One of the great things about being human is that we have the capacity to feel. Truly to be moved by something to tears, to laughter, to somber consciousness, is to be human. So here's thread designed to hold things/events/people that have moved us. As with the Beautiful Things thread, I want to have this thread work so I ask every one who posts on it to be serious.

I will go first.

I remember having a debate with a friend of mine regarding the validity of John Updike as a serious author. John Updike happens to be one of my favorite authors so I argued that he is one of the greatest American authors of all time. My friend argued that many of his novels, especially Centaur, are written in an intentionally obtuse, and confusing way so that it's impossible for her to follow and the personalize the characters and events contained in them. She did have a point. Some of John Updike's novels can be a challenge to read. I have much trouble reading Centaur. I often have to read sentences and paragraphs several times to make sense out of them. Since I am a bastard who hates losing (although a part of me was agreeing with my friend), I brought out my big weapon. This is a weapon so potent that I only bring it out when I absolutely have to.
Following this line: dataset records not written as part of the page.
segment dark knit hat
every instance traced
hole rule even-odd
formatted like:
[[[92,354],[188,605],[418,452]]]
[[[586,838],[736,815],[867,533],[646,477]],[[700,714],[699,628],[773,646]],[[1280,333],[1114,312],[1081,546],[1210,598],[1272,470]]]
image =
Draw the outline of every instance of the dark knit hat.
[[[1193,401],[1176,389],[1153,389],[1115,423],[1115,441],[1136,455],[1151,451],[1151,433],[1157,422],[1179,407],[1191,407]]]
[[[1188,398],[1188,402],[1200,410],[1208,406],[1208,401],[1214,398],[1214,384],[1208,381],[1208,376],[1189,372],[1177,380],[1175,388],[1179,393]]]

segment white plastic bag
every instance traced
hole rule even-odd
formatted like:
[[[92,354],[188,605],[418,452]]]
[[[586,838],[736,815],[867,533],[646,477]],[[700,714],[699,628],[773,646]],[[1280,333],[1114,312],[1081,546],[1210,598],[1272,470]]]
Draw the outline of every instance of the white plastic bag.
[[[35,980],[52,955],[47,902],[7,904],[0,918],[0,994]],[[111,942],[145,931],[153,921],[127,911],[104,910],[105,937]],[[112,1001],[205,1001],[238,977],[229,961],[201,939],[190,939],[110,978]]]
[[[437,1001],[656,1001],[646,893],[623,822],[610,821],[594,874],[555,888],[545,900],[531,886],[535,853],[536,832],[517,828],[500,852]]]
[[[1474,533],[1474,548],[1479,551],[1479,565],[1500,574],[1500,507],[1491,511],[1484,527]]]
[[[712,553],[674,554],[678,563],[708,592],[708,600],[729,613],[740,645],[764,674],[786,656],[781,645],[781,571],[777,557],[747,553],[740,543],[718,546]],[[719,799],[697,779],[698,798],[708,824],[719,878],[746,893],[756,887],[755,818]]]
The weapon I am talking about is a poem titled Dog's Death. Most people know John Updike as a novelist but he happens to be an accomplished poet as well. Dog's Death was the first English poem that I managed to memorize from start to finish. It might not be the best poem ever written, heck, I don't think it's even the best John Updike poem, but it packs such an emotional punch that every time I read it it moved me to tears. Heck, my eyes are getting teary right now typing this up. So here's something that moves me to tears: John Updike's poem, Dog's Death.



Dog's Death

She must have been kicked unseen or brushed by a car.
Too young to know much, she was beginning to learn
To use the newspapers spread on the kitchen floor
And to win, wetting there, the words, "Good dog!
Good dog!"

We thought her shy malaise was a shot reaction.
The autopsy disclosed a rupture in her liver.
As we teased her with play, blood was filling her skin
And her heart was learning to lie down forever.

Monday morning, as the children were noisily fed
And sent to school, she crawled beneath the youngest's bed.
We found her twisted and limp but still alive.
In the car to the vet's, on my lap, she tried

To bite my hand and died. I stroked her warm fur
And my wife called in a voice imperious with tears.
Though surrounded by love that would have upheld her,
Nevertheless she sank and, stiffening, disappeared.

Back home, we found that in the night her frame,
Drawing near to dissolution, had endured the shame
Of diarrhoea and had dragged across the floor
To a newspaper carelessly left there. Good dog.